Friday, December 15, 2023

Hey you kids—get off my lawn!

 I’m totally NOT a fan of this trend of people using girl or lady as a modifier for jobs, activities and such. You know, like girl boss, girl chef, girl movie, etc. Maybe I’m just old and not in on the joke but it comes off (to ME) as reductive, patronizing and condescending. 

e.g., Girl Chef sounds like: isn’t that cute—the head chef’s a girl. As though the very idea of a woman overseeing the operations and staff of a restaurant, planning a menu, creating new dishes, etc. is on par with cats playing poker. Lady General? Sure, that’s a brandy damn new occurrence. Oh wait, what about Boudica, Zenobia, Tomoe Gozen, Buffalo Calf Road and more.

THIS usage though (at left), I can totally get behind.

I’m also not keen on people using insane amounts of emojis and abbreviations in email communication. Yes, in this case insane is in the eye of the beholder.

I understand that emojis are an effective and useful way to add tone to a statement.
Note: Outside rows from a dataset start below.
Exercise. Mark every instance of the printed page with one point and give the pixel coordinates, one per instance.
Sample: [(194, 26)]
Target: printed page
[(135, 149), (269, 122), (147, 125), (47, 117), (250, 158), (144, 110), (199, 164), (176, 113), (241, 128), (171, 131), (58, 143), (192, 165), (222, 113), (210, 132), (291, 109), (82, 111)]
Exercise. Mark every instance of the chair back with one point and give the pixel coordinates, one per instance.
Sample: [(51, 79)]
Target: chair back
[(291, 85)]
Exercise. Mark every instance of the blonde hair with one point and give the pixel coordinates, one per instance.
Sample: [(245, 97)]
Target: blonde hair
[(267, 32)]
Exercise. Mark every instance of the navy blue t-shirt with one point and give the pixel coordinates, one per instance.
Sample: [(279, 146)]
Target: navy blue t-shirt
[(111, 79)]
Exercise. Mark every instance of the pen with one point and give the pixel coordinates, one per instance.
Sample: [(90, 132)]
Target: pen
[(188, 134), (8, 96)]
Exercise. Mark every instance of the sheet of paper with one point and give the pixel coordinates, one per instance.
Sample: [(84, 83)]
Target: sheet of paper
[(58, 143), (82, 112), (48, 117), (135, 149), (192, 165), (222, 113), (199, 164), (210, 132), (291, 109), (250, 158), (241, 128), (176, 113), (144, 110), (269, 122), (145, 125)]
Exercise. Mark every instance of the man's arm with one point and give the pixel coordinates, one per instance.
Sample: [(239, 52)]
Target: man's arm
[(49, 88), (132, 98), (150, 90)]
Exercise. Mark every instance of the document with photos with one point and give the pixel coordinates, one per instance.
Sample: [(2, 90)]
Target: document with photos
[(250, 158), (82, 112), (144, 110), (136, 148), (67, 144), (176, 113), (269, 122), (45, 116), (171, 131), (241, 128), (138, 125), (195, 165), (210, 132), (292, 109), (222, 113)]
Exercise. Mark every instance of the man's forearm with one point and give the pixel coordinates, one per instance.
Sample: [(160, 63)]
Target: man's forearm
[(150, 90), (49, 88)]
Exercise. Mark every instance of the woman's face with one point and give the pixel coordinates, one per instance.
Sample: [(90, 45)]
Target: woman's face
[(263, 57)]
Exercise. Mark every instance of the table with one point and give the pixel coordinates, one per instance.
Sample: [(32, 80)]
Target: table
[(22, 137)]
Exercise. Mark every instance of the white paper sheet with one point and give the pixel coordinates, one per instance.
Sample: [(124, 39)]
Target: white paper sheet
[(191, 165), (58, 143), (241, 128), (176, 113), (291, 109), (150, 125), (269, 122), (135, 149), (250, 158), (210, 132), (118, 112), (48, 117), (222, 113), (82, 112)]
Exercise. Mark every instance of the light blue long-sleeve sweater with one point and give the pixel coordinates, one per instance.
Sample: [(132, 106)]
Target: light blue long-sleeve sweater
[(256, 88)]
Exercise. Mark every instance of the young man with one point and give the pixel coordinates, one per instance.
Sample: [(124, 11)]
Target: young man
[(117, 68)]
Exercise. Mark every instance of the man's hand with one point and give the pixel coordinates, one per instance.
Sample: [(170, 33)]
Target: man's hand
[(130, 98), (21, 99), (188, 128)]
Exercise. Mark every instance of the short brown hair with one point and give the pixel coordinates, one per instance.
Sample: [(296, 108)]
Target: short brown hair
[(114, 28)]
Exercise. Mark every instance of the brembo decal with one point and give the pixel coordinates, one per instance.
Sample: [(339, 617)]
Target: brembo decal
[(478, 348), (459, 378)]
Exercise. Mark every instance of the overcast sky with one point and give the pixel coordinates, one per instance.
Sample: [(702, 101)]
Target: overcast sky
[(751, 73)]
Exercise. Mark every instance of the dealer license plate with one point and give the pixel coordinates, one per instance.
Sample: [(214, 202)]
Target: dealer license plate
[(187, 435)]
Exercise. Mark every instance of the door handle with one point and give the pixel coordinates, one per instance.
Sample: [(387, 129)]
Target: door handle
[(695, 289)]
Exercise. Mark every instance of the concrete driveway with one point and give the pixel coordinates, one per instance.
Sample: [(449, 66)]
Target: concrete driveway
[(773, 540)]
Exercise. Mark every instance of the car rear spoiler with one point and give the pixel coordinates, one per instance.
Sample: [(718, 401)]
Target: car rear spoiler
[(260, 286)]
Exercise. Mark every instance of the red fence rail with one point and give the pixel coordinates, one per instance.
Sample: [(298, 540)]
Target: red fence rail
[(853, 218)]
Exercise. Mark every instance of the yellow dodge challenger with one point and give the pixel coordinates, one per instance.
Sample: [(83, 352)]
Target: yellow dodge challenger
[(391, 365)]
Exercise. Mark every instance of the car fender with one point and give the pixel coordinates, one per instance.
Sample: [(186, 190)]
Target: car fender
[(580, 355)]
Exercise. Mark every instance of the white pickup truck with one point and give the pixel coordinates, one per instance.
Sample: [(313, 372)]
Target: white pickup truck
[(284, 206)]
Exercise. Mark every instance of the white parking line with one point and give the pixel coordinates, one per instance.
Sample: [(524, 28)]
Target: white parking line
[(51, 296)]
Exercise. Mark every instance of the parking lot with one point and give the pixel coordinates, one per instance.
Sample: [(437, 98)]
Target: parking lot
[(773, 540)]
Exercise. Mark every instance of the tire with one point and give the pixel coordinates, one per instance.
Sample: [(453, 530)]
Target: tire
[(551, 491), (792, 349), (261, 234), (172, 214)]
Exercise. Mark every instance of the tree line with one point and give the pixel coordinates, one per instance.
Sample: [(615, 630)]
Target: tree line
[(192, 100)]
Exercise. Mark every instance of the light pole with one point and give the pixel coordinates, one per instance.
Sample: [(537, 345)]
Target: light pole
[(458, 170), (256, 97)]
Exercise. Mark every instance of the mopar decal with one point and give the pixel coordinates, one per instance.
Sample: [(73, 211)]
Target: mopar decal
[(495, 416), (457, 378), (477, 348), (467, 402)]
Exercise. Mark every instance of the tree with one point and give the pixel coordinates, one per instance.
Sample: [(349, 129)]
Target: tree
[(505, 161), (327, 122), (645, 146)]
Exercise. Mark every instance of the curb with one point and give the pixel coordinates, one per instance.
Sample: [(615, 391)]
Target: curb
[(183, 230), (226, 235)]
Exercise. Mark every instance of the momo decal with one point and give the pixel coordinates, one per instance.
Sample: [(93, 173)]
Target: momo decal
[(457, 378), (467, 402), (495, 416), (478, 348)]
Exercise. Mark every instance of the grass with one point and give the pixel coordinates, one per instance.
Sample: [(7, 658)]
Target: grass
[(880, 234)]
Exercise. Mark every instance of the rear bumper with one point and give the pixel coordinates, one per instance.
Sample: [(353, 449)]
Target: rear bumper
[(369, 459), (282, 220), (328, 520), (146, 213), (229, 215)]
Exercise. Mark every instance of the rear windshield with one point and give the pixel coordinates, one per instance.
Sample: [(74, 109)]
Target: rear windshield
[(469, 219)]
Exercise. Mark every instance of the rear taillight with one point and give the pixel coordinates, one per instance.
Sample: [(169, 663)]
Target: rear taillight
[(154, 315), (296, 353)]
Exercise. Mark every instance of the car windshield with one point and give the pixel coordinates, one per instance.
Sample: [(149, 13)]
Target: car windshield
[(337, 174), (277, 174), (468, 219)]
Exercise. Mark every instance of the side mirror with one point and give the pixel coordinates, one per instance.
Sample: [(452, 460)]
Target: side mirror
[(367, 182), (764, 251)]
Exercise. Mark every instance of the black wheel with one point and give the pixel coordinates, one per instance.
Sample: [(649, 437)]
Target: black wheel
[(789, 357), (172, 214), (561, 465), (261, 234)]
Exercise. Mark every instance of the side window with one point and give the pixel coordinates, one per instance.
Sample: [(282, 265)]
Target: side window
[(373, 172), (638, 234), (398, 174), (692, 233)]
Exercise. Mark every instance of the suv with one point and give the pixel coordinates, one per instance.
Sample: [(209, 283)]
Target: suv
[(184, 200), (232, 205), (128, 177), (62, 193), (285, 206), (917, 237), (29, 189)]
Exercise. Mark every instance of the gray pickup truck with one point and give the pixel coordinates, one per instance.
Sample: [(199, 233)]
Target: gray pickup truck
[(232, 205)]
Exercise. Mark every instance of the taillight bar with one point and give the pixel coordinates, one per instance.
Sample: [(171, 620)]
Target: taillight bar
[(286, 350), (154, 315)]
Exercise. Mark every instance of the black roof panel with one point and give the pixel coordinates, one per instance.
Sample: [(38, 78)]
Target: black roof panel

Conveying mood via text is not an innate skill—I get it. A smiley face can indicate that the words, which might otherwise sound cold, were intended to be warm and possibly friendly. A frowny face shifts the meaning of “I’m fine” to “I’m functioning but I’m NOT happy.” Crying face or laughing face? Same idea. Emojis can add clarification.

Shit’s gotten a bit out of control though. More than a few folks (all much younger than I) seem to use it as some kind of bizarro world punctuation. I’m hard pressed to read through an email that’s littered with these images.

Even worse—when people use online acronyms (like LOL, ROFL, TL;DR, etc.) in the same way. I can sort out what some, def not all, mean but it’s annoying as all hell and a distraction from what the emailer is attempting to communicate.

Also, is the lame ass, failed writer REALLY laughing out loud? Are they honestly rolling on the floor laughing? Were they too damn busy to type out that they they’ve the attention span of a gnat so your post was too long/didn't read?

The people I most often see using LOL and ROFL as punctuation are penis possessing shitposters who like to end their misogynistic, racist or otherwise abusive statements with LOL. Are they using the old gaslighting, demeaning “it was just a joke—lighten up” in advance to quash incoming fire? Maybe they imagine they’re in a dive bar surrounded by their similarly troglodytic mates who will obsequiously laugh at any garbage he spews?

What does the overuse and abuse of emojis and internet acronyms tell me? That the writer is either an exceptionally untalented communicator or an intellectually lazy sod.
That and they need to retake middle school English and pay attention this time.